If you are planning to add a solar power system to your roof, you want to know what is involved. You will want to gather information from installers, calculate how much you are likely to save and work out if this is a good budgetary move for you. You also want to know about your obligations when you introduce this type of system and especially as you will be connecting it to the national power grid. What is one of the most important obligations here from a safety perspective?
Feeding the Grid
As you may know, you can transfer excess power generated by your solar system through to the national grid. Many utility companies will give you some valuable revenue for doing so, and this may help to justify the initial cost of the installation. Yet you are also responsible for safety here and especially in the event of a power grid issue.
Grid Isolation and Islanding
Sometimes, the National Grid may switch off due to a major fault, or need to be switched off by local utility providers for urgent maintenance. In this case, you need to ensure that your system is isolated and does not continue to send power into the grid in this eventuality. In the worst-case scenario, technicians could be sent out to fix an issue in the grid make up and could be put in harm's way if the lines were still live. In the worst-case scenario, you could be found liable for any damages if your system was still connected.
In the industry, this is known as anti-islanding. You need to ensure that your generator can detect an issue with the grid and can immediately shut off and isolate your system without delay. To do this, you will need to have an inverter automatically fitted with an anti-islanding function. Whenever the grid goes down, it will kick in immediately, even though it is still tied to the grid itself.

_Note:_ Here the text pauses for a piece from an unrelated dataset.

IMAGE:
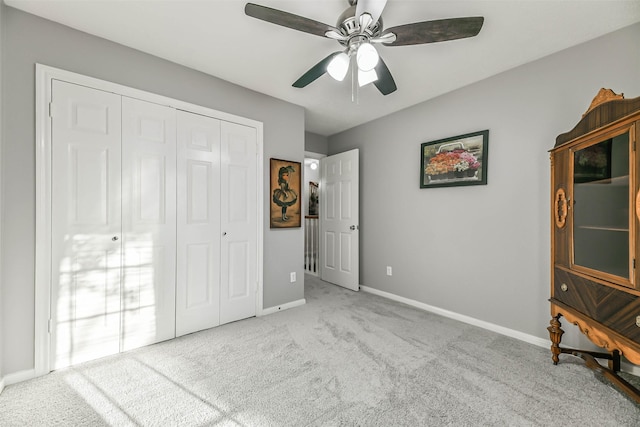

There are various different models on the market, and most providers are fully aware of this requirement. However, you will need to ensure that the system is kept in good condition after it is installed and that the inverter is still fully functional and ready for such an occurrence.
Check to see if your solar power system will continue to generate power for your own use in the event of a lengthy grid blackout. You may have to add a battery backup system to help you do so, but you should discuss this carefully with your installation expert before you proceed.